Israel assembly falls short in vote to expel lawmaker over genocide case

By Thomson Reuters Feb 19, 2024 | 1:24 PM

JERUSALEM (Reuters) – Lawmakers from Israel’s religious-nationalist coalition failed on Monday to gain enough votes in parliament to expel a far-left colleague over his support for an International Court of Justice (ICJ) case accusing the country of genocide in Gaza.

A total of 85 of the 120 members of the Knesset backed the motion to oust Ofer Cassif in a plenum session, five votes short of the 90-seat supermajority required.

The highly unusual vote to expel a sitting member of parliament reflects the fury in Israel at the case brought by South Africa, alleging that Israel’s campaign to destroy the Islamist movement Hamas in Gaza amounted to genocide.

Cassif, whose communist Hadash party sits in the opposition as part of a joint list with the left-wing Arab Ta’al party, signed an open letter backing the allegations, although he dismissed claims that he supported Hamas.

“This impeachment request is based on a blatant lie – that I support Hamas’ armed struggle,” he said in the debate ahead of the vote, according to a Knesset statement.

Cassif said the real aim of the vote was “political persecution and silencing of every critical voice in general and of Arab citizens and their representatives in the Knesset in particular” and his motivation in signing the petition was “liberal scepticism”.

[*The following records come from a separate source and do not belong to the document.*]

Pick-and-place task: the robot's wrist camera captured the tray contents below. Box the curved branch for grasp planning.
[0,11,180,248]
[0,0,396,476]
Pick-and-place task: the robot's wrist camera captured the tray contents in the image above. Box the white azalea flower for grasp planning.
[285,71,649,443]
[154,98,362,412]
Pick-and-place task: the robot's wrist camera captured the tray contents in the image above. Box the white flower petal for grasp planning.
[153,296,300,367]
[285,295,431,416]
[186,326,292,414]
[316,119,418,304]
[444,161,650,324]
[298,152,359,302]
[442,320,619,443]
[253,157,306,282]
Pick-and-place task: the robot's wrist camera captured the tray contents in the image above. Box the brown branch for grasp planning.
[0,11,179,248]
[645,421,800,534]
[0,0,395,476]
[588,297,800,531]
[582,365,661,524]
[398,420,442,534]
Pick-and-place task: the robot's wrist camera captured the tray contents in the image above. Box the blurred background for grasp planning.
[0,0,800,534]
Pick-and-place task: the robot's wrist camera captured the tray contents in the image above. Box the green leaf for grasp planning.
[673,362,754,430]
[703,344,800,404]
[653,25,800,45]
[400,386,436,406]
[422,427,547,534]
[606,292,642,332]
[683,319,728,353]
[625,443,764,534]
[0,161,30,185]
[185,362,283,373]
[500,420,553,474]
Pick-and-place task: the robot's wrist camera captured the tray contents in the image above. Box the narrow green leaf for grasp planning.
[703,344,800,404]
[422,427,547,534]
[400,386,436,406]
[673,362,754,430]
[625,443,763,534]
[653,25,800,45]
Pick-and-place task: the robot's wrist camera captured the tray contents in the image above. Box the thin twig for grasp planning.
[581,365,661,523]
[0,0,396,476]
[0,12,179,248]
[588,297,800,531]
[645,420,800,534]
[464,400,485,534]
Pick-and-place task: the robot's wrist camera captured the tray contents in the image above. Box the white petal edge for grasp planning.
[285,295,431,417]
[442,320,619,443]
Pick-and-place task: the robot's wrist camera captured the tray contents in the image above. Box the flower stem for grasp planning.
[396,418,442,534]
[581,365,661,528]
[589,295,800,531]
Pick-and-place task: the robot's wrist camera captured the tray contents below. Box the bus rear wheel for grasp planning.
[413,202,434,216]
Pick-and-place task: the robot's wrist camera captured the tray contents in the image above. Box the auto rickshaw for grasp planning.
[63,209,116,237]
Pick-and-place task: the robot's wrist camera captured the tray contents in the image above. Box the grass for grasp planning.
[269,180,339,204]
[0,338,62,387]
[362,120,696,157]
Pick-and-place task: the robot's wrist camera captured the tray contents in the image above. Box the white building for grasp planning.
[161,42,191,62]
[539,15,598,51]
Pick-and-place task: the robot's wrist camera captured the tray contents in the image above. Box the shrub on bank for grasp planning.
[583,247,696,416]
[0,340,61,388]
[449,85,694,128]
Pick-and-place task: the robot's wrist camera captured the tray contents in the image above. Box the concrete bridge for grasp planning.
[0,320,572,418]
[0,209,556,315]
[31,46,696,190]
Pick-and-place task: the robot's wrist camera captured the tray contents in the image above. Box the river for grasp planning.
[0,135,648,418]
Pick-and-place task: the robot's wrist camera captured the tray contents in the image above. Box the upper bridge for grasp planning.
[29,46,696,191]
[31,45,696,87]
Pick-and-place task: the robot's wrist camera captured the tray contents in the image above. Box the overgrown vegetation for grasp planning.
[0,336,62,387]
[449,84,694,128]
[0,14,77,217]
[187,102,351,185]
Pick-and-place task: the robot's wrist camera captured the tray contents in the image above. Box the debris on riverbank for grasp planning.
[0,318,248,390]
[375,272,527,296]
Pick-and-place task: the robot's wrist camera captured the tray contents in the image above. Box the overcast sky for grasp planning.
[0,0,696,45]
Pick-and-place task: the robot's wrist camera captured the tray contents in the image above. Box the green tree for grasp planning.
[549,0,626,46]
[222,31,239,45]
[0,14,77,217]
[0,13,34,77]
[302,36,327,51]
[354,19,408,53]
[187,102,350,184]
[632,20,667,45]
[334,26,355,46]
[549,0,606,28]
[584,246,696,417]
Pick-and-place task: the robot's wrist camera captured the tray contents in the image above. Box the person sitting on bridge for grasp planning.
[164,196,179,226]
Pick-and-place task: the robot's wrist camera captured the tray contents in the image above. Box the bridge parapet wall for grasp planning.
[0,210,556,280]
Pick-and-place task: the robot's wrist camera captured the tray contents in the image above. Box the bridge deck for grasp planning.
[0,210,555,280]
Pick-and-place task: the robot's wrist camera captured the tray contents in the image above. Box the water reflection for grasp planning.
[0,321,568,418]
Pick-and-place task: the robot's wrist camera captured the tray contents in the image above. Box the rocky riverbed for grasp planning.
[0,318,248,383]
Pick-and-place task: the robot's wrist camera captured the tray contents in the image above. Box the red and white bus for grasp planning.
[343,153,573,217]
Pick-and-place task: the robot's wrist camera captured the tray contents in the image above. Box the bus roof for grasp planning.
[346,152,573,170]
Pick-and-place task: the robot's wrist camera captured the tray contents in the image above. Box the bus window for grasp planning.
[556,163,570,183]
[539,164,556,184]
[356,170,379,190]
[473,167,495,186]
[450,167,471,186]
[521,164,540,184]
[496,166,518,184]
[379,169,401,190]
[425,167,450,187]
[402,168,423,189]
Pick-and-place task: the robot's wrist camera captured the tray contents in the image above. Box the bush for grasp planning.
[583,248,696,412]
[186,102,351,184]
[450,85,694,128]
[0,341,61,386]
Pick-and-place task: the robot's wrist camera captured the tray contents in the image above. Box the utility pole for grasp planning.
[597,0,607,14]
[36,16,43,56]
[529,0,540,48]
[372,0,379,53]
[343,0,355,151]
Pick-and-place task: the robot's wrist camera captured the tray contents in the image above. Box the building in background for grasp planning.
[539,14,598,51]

“I am not prepared to take the government’s claims about what is happening in Gaza at face value,” he said.

Almost 30,000 people have been killed in Israel’s invasion of Gaza, launched in response to the devastating attack led by Hamas gunmen on Oct. 7 that killed 1,200 people and saw some 250 taken hostage.

Casualty figures from the Palestinian health authorities do not distinguish between combatants and non-combatants and Israel says it makes every effort to reduce civilian casualties but the scale of the killing has drawn huge criticism worldwide and prompted even Israel’s closest allies to urge restraint.

Within Israel, however, support for the military campaign remains high, with most Israelis believing Hamas would repeat the Oct. 7 attack if it had the chance.

Finance Minister Bezalel Smotrich denounced lawmakers who failed to support the motion.

“Anyone who leaves a terror-supporting Knesset member who incites against Israel in time of war is lost along the way,” he said in a statement.